Making international connections in Philadelphia
For many, being an International Studies major implies leaving campus far behind in favor of more exotic locales, and Katelyn Wellnitz '14 did just that, travelling to Granada, Spain in her sophomore year of study in the program. However, International Studies also entails connecting the foreign to the local. Upon returning from her semester in Granada, Katelyn strove to expand upon her international experience by taking advantage of local international connections and applying her global education to her work in the greater Philadelphia community.
“You can be an International Studies student and want to be involved in international things, but not necessarily have to leave home,” Katelyn explained.
The Honors Program presented an opportunity to access Philadelphia’s international community through a student-led leadership project. By working with Philadelphia refugee organizations such as the Nationalities Services Center and Southeast Asian Mutual Assistance Associations Coalition, students organized a coat drive and community awareness events, including a panel of speakers and a short film screening to highlight the presence and role of refugees in the greater Philadelphia community. Katelyn presented the group’s work at the annual Southeastern Pennsylvania Consortium for Higher Education academic conference. Katelyn considers the experience a small eye-opener to the international refugee community in the city, saying “the project showed me another side of Philadelphia.”

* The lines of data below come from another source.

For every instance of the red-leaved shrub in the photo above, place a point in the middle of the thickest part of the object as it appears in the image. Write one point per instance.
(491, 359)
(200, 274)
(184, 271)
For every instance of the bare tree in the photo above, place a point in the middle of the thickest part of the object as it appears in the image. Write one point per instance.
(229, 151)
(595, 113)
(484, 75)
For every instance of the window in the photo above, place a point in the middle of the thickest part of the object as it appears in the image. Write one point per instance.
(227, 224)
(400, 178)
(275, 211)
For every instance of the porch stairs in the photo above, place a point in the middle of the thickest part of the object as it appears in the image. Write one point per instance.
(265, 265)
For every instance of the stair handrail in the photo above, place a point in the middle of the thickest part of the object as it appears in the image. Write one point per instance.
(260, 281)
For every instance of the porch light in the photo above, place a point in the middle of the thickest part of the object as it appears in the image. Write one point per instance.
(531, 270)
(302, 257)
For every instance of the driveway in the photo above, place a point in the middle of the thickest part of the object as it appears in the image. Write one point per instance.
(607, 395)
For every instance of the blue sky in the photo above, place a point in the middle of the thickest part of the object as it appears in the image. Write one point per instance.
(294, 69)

Through the Philadelphia community, Katelyn also continues to pursue her interest in sustainability, sparked by her environmental sustainability curriculum in Grenada. In courses such as Global Cities: Politics & Policy, taught by Dr. Amy Widestrom, Katelyn studied the impact of the Philadelphia transportation system on the sustainability of the city as a whole. With the assistance of Dr. Hilary Parsons Dick, Katelyn applied for and received grants from the Pan-American Association of Philadelphia and Greater Philadelphia Latin American Studies Consortium, allowing her to study sustainability while working for a month in a sustainable hostel in Costa Rica. In December 2013, Katelyn presented her work to the Consortium in Philadelphia, and in January 2014, Katelyn returned to Costa Rica, this time with the global field study course Sustainable Development in Costa Rica, taught by Dr. Amy Cox.
While travel has been a significant component of her education, experiences abroad have been intertwined with important local experiences and opportunities in the diverse Philadelphia community. Looking back on her Arcadia experience, Katelyn reflects, “You can be involved in really amazing international connections and still live in Philadelphia.”